NWT Premier RJ Simpson will host United States ambassador Pete Hoekstra later this week, the territorial government says.
A record of ministerial meetings planned for the week, published on Monday, states that Simpson and cabinet colleague Caroline Wawzonek “will be meeting with the Honourable Pete Hoekstra, Ambassador of the United States to Canada, on September 28 in Yellowknife.”
No further detail about Sunday’s planned meeting or the remainder of Hoekstra’s apparent visit was immediately available.
Hoekstra, nominated to his current role by President Donald Trump late last year and confirmed as the US ambassador to Canada in April, has been touring Atlantic Canada in recent days.
He most recently made national headlines by telling a Halifax event he had been disappointed that it is “very, very difficult to find Canadians who are passionate about the American-Canadian relationship.”
”You ran a campaign where it was anti-American,” he was quoted as saying by the CBC. “That was an anti-American campaign. That has continued. That’s disappointing.”
The NWT, like the rest of Canada, has sought to distance itself from American products and services as a response to US-introduced tariffs earlier this year.
In March, Simpson took a clear position, declaring “we’re going to resist” when asked in the legislature about the extraordinary US shift on trade and Trump’s assertions that Canada should be the 51st state.
“We don’t want the Americans to be able to use economic force or coercion to weaken our federation to the point that, you know, we are at risk of annexation. And frankly, I don’t see that happening. I can’t imagine a world where the Americans are in control of Canada,” Simpson said in response to questions from Range Lake MLA Kieran Testart.
“It’s just not something that I think anyone, any of us, can fathom. It doesn’t mean that we won’t need to protect against that possibility, and we as Canadians might have to put up with some pain based on these tariffs.
“It might be a difficult few years for us, but I know that we stay united and we’re going to resist.”
The NWT and other jurisdictions attempted earlier this year to rid their liquor store shelves of American products and cancel contracts with Elon Musk’s satellite internet provider, Starlink.

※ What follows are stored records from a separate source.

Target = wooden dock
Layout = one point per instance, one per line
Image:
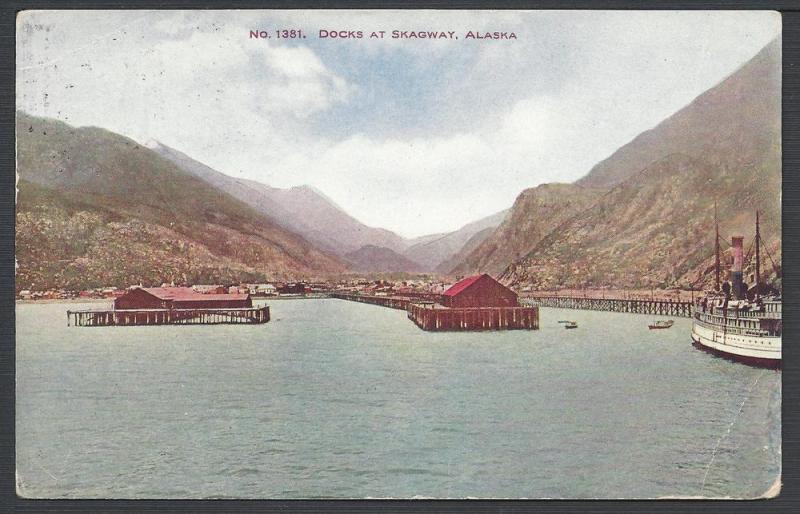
(392, 302)
(133, 317)
(653, 307)
(430, 316)
(437, 318)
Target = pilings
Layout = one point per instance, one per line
(436, 318)
(132, 317)
(654, 307)
(393, 302)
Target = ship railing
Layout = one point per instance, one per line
(736, 330)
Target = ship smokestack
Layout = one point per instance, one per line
(737, 243)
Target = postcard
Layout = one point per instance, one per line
(398, 254)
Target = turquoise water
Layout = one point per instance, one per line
(346, 400)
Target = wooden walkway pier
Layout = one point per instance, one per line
(437, 318)
(132, 317)
(654, 307)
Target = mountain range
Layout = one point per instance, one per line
(97, 208)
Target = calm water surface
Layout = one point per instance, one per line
(339, 399)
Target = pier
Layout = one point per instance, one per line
(132, 317)
(655, 307)
(428, 316)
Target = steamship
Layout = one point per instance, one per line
(736, 321)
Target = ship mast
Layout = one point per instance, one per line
(716, 246)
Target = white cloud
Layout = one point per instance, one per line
(509, 115)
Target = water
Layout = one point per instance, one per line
(346, 400)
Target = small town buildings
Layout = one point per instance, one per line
(478, 291)
(179, 298)
(209, 288)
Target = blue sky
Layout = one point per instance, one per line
(414, 136)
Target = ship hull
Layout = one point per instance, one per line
(763, 352)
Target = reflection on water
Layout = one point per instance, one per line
(338, 399)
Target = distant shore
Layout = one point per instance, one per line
(68, 300)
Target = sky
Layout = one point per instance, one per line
(418, 136)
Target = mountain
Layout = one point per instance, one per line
(300, 209)
(96, 208)
(536, 212)
(647, 219)
(431, 251)
(377, 259)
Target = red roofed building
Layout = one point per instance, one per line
(479, 291)
(179, 298)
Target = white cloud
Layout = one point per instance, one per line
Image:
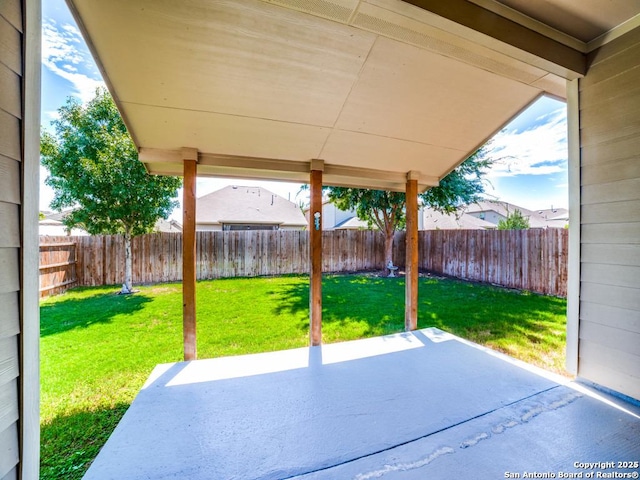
(61, 55)
(540, 150)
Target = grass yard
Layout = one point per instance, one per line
(98, 348)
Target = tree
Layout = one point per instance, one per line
(514, 221)
(95, 171)
(386, 210)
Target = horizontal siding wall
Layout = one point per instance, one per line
(609, 345)
(10, 240)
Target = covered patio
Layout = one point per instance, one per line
(423, 404)
(390, 95)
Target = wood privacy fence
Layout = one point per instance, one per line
(529, 259)
(58, 262)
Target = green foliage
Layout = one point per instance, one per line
(94, 170)
(514, 221)
(462, 186)
(387, 209)
(98, 348)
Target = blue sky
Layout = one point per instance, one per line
(531, 152)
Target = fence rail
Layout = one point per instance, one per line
(529, 259)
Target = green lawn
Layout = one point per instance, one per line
(97, 348)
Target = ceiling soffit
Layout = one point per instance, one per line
(378, 88)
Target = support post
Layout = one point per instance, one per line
(315, 253)
(190, 160)
(411, 263)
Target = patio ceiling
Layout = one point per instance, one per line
(375, 88)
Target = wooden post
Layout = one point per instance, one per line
(315, 254)
(411, 263)
(190, 159)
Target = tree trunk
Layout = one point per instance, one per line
(127, 287)
(388, 250)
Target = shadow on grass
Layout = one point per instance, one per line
(481, 313)
(69, 444)
(76, 310)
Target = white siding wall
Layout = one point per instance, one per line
(19, 159)
(609, 332)
(10, 196)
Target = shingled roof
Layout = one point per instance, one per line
(248, 205)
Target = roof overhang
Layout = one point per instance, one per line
(374, 88)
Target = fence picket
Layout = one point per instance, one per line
(533, 259)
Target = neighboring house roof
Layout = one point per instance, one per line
(353, 223)
(505, 209)
(554, 213)
(167, 226)
(247, 205)
(434, 220)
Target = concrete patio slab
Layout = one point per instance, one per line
(417, 405)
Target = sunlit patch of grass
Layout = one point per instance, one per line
(98, 348)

Billionaire Musk was a central figure in Trump’s government at the time, a situation that has since changed. The tariff picture has also evolved in the intervening months, while the NWT has said it is struggling to find an alternative to Starlink.
An Ipsos poll published in the wake of Hoekstra’s Halifax comments, sampling the views of 2,000 Canadians, reported that 60 percent agreed with the statement: “We can never trust the Americans the same way again.”
Only 16 percent disagreed, and the figures were broadly similar no matter the area of Canada surveyed. The North, as is almost always the case in such professional polling, was excluded.